Fat, and Happy About It

Despite the health risks of obesity, activists demonstrate against weight-loss surgery, which they say is dangerous, demeaning.

By Lisa Richardson, Times Staff Writer

The newspaper ad inviting fat people to learn about El Camino Hospital's new weight-loss surgery program held out the opportunity to be not just a thinner person, but a better one.

"It's not what you have to lose," the Mountain View, Calif., hospital ad said. "It's what you have to gain. Pride. Dignity. And Better Health."

Marilyn Wann, 5-feet-5, 270 pounds and darn proud of it, scanned the ad and fumed: How dare they imply that fat people are not proud, or that dignity is reserved for the thin? Wann threw down the newspaper. Then she smiled and began to e-mail her friends.

At the hospital's weight-loss surgery workshop in October, Wann and a handful of others blended into the crowd, most of them at least 100 pounds heavier than doctors say they should be. They listened to the surgeons — then Wann blew a whistle.

The infiltrators jumped up, whipped off their clothes and, clad only in bathing suits (Wann in a pink two-piece), danced through the stunned audience with the words "Fat+Pride" and "Fat+Dignity" marked on their stomachs.

The pro-fat parade may not have swayed many at the workshop. But it was an ample demonstration that activists in the fat acceptance movement, as it is sometimes known, were galvanizing against a medical procedure they consider dangerous and demeaning.

Doctors agree that weight-loss — or bariatric — surgeries involve risks, but also argue that for now they are the most effective way for extremely obese people to shed pounds over the long term. The most common type of bariatric surgery is the gastric bypass, in which the stomach is sectioned off, leaving a small pouch at the top that severely limits food intake.

The American Society of Bariatric Surgeons estimates that 103,200 weight-loss surgeries were performed in 2003 and that the number will swell to 144,000 this year.

The surgery is recommended only for people who are at least 100 pounds overweight. Afterward, patients are warned to limit their food intake and to exercise regularly for the rest of their lives.

Many patients are lured to the surgical solution by celebrity success stories, dramatic before-and-after pictures, and promises of small scars — instead of the Frankenstein weals of the 1970s and '80s. Demand is so great that the wait at some hospitals is a year or more.

General surgeons are diving into the business of weight loss: The bariatric surgeons association grew 39% from 2001 to 2002 and 43% from 2002 to 2003.

The society, which provides guidelines but not credentials to surgeons, now has about 1,200 members.

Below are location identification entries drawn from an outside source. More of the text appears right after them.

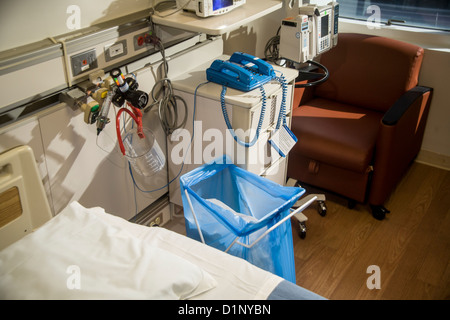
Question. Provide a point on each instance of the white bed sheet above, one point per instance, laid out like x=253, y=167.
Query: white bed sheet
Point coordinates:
x=117, y=259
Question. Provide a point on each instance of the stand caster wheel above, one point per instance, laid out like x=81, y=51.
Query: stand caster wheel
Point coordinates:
x=302, y=232
x=379, y=212
x=322, y=208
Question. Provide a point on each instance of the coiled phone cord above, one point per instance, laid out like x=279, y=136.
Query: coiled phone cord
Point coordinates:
x=284, y=87
x=228, y=123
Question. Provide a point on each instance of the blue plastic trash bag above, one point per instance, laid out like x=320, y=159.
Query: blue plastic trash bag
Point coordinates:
x=232, y=204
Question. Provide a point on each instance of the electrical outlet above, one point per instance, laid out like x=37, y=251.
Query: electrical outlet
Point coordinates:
x=155, y=222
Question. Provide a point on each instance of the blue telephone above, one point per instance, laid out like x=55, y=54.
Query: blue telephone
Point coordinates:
x=245, y=72
x=242, y=72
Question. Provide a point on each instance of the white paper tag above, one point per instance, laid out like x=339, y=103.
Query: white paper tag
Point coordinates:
x=283, y=140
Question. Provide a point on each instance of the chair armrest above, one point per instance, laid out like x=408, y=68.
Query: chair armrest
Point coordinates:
x=398, y=109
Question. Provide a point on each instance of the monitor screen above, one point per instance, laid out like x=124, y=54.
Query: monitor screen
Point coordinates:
x=219, y=4
x=324, y=26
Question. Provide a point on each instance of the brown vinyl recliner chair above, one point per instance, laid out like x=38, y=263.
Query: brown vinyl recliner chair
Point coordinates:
x=359, y=131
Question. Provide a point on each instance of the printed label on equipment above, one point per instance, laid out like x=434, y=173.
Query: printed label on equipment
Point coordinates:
x=283, y=140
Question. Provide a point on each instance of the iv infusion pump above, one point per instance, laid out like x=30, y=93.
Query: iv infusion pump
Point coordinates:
x=309, y=34
x=206, y=8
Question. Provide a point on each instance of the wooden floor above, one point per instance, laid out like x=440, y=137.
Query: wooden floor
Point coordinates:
x=411, y=246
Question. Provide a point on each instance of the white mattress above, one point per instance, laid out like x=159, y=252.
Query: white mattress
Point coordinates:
x=89, y=254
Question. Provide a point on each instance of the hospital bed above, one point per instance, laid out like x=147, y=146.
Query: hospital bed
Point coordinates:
x=86, y=253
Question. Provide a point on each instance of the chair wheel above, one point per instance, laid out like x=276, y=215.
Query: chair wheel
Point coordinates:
x=302, y=232
x=379, y=212
x=322, y=208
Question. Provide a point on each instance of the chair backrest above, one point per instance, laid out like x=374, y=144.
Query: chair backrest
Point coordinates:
x=370, y=71
x=23, y=202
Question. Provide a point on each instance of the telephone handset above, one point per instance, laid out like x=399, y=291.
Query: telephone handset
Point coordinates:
x=242, y=72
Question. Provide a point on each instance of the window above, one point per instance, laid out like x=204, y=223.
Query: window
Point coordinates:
x=432, y=14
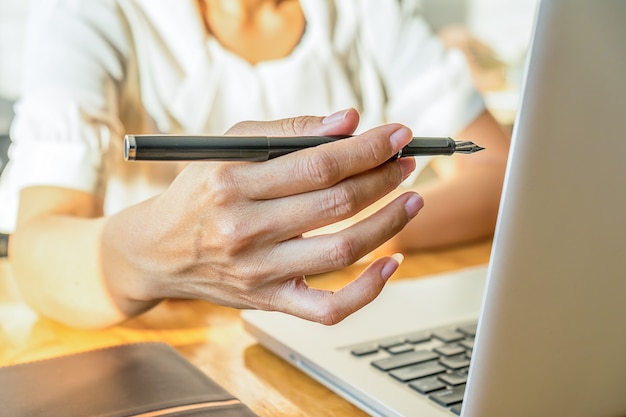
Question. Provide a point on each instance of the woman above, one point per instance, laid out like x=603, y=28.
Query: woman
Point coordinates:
x=111, y=239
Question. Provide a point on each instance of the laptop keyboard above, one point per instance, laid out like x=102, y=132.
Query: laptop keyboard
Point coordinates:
x=434, y=363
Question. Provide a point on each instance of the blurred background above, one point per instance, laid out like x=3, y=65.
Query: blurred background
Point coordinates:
x=494, y=35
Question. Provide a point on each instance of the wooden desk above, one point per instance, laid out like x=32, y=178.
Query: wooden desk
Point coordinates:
x=212, y=337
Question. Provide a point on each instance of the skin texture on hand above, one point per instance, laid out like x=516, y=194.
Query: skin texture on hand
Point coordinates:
x=231, y=233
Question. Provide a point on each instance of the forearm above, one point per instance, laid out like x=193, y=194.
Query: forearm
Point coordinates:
x=56, y=263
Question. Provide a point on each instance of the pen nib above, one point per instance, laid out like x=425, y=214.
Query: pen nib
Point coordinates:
x=467, y=147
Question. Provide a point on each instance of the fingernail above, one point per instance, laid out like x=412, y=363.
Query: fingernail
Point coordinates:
x=413, y=205
x=400, y=138
x=391, y=266
x=335, y=118
x=407, y=166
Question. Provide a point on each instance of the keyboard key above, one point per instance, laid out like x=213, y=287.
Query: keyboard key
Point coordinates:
x=387, y=343
x=454, y=378
x=427, y=385
x=420, y=337
x=455, y=362
x=450, y=350
x=448, y=397
x=449, y=336
x=468, y=329
x=364, y=350
x=420, y=370
x=395, y=350
x=405, y=359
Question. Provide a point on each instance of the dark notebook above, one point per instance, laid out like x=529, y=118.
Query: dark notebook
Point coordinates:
x=150, y=379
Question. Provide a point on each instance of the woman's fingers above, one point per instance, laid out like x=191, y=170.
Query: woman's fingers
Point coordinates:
x=301, y=213
x=323, y=253
x=330, y=307
x=320, y=167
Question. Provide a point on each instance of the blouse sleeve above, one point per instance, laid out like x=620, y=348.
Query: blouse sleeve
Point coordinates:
x=428, y=87
x=68, y=111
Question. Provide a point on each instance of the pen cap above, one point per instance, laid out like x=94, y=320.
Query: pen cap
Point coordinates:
x=194, y=148
x=421, y=146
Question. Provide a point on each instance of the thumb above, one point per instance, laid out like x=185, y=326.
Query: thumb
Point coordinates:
x=341, y=123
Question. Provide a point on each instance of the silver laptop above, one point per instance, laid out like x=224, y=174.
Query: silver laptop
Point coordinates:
x=541, y=330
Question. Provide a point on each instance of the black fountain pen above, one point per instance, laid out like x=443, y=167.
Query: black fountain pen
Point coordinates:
x=260, y=148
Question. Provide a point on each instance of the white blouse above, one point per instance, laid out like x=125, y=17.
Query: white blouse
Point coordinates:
x=99, y=69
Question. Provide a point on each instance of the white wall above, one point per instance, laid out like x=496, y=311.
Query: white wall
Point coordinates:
x=13, y=15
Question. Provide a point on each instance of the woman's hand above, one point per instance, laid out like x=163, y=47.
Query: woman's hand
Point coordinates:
x=231, y=233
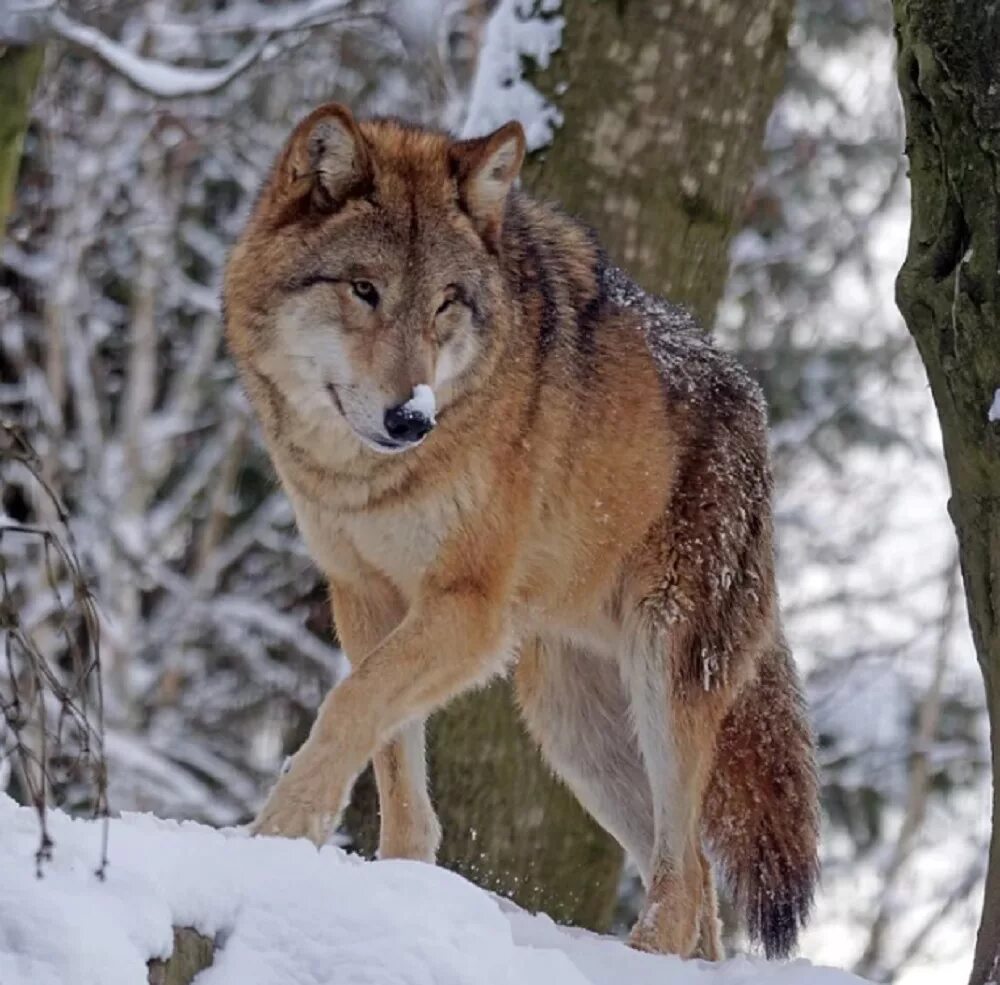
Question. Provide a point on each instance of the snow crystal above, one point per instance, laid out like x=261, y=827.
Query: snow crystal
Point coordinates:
x=281, y=913
x=422, y=402
x=993, y=414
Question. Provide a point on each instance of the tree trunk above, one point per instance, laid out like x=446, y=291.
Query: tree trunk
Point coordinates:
x=665, y=105
x=684, y=95
x=19, y=68
x=947, y=290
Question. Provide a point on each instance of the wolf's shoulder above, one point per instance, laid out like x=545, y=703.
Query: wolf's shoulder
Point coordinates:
x=694, y=370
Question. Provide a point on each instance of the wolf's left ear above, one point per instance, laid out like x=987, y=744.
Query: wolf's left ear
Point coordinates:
x=485, y=169
x=326, y=157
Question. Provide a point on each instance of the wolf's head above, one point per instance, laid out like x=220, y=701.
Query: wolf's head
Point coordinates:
x=367, y=281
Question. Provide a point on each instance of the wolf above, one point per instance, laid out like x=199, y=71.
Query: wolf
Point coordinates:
x=502, y=454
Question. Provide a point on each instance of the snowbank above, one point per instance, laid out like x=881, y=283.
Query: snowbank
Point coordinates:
x=284, y=914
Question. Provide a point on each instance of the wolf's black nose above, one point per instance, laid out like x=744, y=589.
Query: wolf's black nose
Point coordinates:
x=402, y=423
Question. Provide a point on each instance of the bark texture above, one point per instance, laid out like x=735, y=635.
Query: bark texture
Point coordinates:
x=948, y=291
x=665, y=104
x=19, y=68
x=664, y=108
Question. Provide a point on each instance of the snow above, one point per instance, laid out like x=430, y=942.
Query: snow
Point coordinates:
x=993, y=414
x=516, y=31
x=157, y=78
x=284, y=914
x=422, y=402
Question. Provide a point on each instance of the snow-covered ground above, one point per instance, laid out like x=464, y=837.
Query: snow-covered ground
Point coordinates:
x=284, y=914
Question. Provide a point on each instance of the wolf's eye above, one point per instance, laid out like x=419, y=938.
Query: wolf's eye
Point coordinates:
x=365, y=290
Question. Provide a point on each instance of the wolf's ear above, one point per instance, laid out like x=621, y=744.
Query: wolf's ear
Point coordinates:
x=485, y=169
x=326, y=157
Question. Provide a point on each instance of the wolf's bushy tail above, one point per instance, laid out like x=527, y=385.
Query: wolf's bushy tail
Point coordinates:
x=761, y=810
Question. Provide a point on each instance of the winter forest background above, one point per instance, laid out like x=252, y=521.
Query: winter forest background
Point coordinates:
x=214, y=637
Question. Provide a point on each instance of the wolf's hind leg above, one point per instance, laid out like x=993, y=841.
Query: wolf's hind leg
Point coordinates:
x=575, y=707
x=409, y=827
x=676, y=729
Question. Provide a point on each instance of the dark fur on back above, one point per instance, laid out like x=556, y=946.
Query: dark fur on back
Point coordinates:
x=760, y=817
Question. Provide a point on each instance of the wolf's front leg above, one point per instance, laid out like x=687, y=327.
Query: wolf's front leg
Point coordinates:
x=451, y=640
x=365, y=611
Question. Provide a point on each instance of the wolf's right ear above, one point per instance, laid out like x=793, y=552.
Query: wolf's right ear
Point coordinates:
x=327, y=158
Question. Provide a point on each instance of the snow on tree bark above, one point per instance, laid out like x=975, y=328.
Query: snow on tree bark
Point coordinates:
x=948, y=292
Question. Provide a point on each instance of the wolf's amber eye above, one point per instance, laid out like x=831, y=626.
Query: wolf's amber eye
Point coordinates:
x=365, y=290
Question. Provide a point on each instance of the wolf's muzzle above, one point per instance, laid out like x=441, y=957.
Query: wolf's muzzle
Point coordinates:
x=404, y=423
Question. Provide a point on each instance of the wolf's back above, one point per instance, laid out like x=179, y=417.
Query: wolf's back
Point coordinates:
x=761, y=811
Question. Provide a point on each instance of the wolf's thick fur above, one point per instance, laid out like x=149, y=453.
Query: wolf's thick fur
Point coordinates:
x=593, y=505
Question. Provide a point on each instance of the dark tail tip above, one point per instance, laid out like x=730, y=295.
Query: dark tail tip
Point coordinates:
x=775, y=919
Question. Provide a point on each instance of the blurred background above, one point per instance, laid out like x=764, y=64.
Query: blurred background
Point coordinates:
x=743, y=157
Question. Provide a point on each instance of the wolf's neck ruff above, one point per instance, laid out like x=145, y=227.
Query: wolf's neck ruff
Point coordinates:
x=580, y=486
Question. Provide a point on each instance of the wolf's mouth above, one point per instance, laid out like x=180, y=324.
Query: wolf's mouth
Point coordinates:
x=376, y=442
x=332, y=390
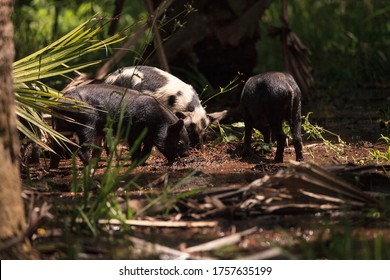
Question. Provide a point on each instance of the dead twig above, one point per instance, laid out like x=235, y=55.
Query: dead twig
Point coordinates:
x=174, y=224
x=221, y=242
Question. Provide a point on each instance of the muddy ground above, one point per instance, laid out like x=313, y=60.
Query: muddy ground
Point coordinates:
x=293, y=233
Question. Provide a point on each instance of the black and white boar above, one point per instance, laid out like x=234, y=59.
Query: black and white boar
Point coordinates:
x=176, y=95
x=266, y=101
x=140, y=111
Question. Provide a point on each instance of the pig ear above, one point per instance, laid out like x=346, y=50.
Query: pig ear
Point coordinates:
x=176, y=127
x=217, y=116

Against this trend stand a handful of organizations such as the National Assn. to Advance Fat Acceptance, the Council on Size and Weight Discrimination, and the International Society for Size Acceptance. More obscure fat pride groups include SeaFattle in Seattle; Pretty, Porky and Pissed Off in Toronto, and the Bod Squad in San Francisco — a radical cheerleading group.

The stalwarts — those who dive into discrimination lawsuits, attend obscure medical conferences on obesity or make talk show appearances — know one another.

Thousands of others have found each other through Internet chat rooms, e-mail lists and conventions. Many take solace in solidarity after years of dieting debacles, humiliation and loneliness.

"It [stinks] to be fat," said Wann, 37. "Nobody would do it if they didn't have to — except for maybe me."

Demonstrations locally and nationally often have their genesis in an e-mail from Wann.

"I'm accustomed [to] getting e-mail from Marilyn that requires me to get in costume," said Sondra Solvay, an attorney specializing in fat discrimination cases.

The activists point to some successes. Three cities — San Francisco, Santa Cruz and Washington, D.C. — and one state — Michigan — have outlawed discrimination based on size.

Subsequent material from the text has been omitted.